After losing market share and street buzz to Marvel for more than a decade, DC struck back in the late '80s, out-marveling Marvel with new characters even farther from the traditional mold of the hero. Mike Voiles singles out three titles among many that revolutionized the genre and still shape the comics produced today:
Frank Miller's reinterpretation of Batman as a grim, sometimes vengeful and morally ambiguous character in The Dark Knight series, which set the tone for the hit movies starring Michael Keaton and others.
Alan Moore's The Watchmen, featuring characters such as Hooded Justice, Rorschach, and the existential antihero Dr. Manhattan. "For [Dr. Manhattan], all time is simultaneous; all things happen at once," according to an Alan Moore fan site. "Therefore, he knows what will happen in the future, but is incapable of doing anything about it." Not exactly the job description of a traditional superhero.
The real game-changer came with The Sandman, which Voiles calls "the greatest comics work ever." In 75 monthly issues, the British writer Neil Gaiman took the comics genre into moral and psychological territory hitherto unknown.
"The Sandman is more like a novel, a piece of literature, than pop culture," raves Voiles.

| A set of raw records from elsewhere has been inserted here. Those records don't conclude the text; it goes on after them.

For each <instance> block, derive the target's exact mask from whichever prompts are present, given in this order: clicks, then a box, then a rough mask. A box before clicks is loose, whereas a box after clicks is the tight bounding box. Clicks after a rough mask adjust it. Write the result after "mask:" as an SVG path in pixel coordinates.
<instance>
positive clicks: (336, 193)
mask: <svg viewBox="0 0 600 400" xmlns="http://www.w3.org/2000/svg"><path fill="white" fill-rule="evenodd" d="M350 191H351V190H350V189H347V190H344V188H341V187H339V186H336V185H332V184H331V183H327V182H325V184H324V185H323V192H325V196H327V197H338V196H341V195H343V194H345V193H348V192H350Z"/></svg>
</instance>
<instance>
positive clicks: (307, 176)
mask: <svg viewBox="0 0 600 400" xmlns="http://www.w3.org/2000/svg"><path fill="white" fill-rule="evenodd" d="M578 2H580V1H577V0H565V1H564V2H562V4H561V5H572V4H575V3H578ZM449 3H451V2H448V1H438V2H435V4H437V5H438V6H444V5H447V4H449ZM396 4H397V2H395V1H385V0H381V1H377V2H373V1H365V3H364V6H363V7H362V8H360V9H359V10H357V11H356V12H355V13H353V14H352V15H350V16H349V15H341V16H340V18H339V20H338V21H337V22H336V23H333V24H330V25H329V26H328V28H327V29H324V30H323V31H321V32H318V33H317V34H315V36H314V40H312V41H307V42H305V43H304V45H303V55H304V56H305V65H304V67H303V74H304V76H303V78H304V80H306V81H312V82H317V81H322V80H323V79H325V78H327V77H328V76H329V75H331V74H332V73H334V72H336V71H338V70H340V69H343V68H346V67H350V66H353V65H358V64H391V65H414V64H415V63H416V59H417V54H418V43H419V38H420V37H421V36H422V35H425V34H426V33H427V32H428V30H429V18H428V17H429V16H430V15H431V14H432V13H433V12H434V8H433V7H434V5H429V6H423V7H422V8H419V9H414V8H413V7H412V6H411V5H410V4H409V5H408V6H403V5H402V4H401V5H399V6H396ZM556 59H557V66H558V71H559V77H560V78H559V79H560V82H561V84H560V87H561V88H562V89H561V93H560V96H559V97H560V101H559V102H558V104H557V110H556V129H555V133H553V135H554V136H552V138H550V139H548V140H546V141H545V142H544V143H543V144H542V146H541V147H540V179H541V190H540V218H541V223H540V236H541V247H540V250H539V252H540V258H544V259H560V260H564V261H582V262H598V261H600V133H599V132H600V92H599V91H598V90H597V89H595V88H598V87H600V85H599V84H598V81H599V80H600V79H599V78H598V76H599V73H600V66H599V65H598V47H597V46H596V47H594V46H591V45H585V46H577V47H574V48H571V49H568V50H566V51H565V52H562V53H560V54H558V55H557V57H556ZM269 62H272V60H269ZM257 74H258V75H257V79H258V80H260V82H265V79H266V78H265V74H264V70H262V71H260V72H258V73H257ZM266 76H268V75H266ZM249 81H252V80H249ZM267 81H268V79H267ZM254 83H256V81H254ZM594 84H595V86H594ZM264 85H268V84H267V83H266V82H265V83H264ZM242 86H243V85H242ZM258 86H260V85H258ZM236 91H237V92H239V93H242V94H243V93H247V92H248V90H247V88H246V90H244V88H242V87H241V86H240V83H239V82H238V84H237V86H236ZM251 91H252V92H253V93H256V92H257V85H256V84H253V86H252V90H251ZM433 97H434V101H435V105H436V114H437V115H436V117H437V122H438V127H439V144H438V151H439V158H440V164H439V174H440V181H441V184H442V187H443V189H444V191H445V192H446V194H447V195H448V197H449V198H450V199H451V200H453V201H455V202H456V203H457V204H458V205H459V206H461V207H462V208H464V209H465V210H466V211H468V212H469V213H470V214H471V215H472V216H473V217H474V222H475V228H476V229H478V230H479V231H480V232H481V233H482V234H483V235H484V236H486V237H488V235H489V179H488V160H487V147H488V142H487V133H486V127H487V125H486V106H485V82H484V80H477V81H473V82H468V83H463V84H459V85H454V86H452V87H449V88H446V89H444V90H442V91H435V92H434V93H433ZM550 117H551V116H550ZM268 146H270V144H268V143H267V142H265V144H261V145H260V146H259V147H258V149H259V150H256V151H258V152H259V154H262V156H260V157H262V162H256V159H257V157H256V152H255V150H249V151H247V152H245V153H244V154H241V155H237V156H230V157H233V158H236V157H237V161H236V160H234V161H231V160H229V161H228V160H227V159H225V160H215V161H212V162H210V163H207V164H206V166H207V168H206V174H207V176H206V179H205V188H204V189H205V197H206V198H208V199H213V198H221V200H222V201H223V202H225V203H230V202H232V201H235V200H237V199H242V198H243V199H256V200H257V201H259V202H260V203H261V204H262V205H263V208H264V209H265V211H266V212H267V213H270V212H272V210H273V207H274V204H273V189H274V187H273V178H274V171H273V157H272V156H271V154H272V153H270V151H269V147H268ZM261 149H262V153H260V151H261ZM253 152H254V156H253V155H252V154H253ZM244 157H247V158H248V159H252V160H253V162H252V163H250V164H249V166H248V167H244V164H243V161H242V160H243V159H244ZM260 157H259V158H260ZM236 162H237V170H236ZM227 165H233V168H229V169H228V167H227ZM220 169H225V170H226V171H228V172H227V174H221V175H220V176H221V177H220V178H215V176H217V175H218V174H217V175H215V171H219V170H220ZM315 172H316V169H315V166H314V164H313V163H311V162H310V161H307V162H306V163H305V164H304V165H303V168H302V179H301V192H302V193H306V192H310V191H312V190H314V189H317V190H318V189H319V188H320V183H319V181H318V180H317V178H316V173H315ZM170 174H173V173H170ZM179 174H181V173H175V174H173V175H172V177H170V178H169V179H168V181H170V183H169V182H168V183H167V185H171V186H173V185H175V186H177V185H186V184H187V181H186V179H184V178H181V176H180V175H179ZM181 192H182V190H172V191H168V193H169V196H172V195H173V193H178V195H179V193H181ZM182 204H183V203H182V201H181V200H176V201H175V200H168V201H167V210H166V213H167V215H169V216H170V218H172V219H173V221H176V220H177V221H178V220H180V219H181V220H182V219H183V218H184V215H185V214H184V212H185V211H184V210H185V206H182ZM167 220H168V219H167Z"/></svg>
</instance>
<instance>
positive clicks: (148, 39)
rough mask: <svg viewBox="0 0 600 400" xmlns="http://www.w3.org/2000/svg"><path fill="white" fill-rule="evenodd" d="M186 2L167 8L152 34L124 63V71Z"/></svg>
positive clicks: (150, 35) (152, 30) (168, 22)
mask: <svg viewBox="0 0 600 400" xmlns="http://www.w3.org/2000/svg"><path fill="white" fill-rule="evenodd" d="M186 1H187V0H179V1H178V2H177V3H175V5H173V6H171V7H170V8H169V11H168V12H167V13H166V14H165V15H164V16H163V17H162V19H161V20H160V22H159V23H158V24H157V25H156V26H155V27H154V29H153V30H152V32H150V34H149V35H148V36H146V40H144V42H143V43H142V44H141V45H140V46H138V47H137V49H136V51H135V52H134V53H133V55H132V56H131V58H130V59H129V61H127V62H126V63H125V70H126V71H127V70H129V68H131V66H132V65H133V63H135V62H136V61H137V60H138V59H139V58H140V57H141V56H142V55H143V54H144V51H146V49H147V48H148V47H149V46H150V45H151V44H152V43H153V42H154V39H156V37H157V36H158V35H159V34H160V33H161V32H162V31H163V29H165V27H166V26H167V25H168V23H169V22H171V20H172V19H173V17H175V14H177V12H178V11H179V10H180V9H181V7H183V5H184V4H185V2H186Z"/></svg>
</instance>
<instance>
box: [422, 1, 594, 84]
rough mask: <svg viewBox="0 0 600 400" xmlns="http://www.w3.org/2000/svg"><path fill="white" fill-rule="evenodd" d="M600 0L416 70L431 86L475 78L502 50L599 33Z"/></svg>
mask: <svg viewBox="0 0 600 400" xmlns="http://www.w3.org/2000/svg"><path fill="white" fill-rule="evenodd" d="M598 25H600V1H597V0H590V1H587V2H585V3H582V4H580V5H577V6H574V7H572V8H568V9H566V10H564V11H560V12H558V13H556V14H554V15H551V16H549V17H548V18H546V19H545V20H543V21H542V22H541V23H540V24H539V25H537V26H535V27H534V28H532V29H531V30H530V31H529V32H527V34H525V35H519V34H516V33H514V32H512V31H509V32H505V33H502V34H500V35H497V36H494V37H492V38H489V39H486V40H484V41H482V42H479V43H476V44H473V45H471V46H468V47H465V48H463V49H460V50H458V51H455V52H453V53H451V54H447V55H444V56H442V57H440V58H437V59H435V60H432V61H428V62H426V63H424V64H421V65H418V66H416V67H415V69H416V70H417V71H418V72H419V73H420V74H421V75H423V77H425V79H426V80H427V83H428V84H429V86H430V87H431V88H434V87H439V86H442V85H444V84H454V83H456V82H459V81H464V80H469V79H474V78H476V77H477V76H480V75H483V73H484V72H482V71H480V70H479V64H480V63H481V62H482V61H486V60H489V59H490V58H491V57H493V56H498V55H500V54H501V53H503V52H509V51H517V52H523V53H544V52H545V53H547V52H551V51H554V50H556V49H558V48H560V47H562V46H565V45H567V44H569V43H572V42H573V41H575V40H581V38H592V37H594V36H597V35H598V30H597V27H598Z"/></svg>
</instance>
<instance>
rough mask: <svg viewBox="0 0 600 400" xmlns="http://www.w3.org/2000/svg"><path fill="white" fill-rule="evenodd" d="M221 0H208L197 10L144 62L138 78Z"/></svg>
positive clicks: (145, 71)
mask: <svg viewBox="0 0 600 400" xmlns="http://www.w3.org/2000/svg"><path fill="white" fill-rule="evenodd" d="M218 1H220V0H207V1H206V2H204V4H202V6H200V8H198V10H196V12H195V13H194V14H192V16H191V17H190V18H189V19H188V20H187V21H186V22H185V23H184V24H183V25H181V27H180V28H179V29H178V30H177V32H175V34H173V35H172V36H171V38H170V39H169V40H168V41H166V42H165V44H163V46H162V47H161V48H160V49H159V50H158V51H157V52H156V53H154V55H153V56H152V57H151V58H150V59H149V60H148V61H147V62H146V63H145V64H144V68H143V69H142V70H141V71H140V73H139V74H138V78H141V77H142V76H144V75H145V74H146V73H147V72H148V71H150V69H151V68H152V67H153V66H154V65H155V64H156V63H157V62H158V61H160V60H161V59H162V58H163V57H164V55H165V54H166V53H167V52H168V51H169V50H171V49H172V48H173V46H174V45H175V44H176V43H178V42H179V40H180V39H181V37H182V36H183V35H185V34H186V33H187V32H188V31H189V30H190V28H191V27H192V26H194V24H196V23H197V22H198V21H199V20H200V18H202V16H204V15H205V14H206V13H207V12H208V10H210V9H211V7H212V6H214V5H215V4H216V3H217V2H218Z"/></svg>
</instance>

Gaiman's lead character Morpheus, King of Dreams, looks like a frizz-haired Bob Dylan and possesses the godlike power to make entire worlds vanish like crumbling sand castles, but his post-postmodern sense of justice would leave Green Lantern gasping in disbelief. In one early episode, a homicidal maniac commandeers Morpheus' magic ruby. He then captures a group of citizens in a diner and sadistically humiliates and tortures them for hours. But when Morpheus arrives to regain the ruby, he's so grateful to get it back that he returns the villain, unpunished, to the asylum.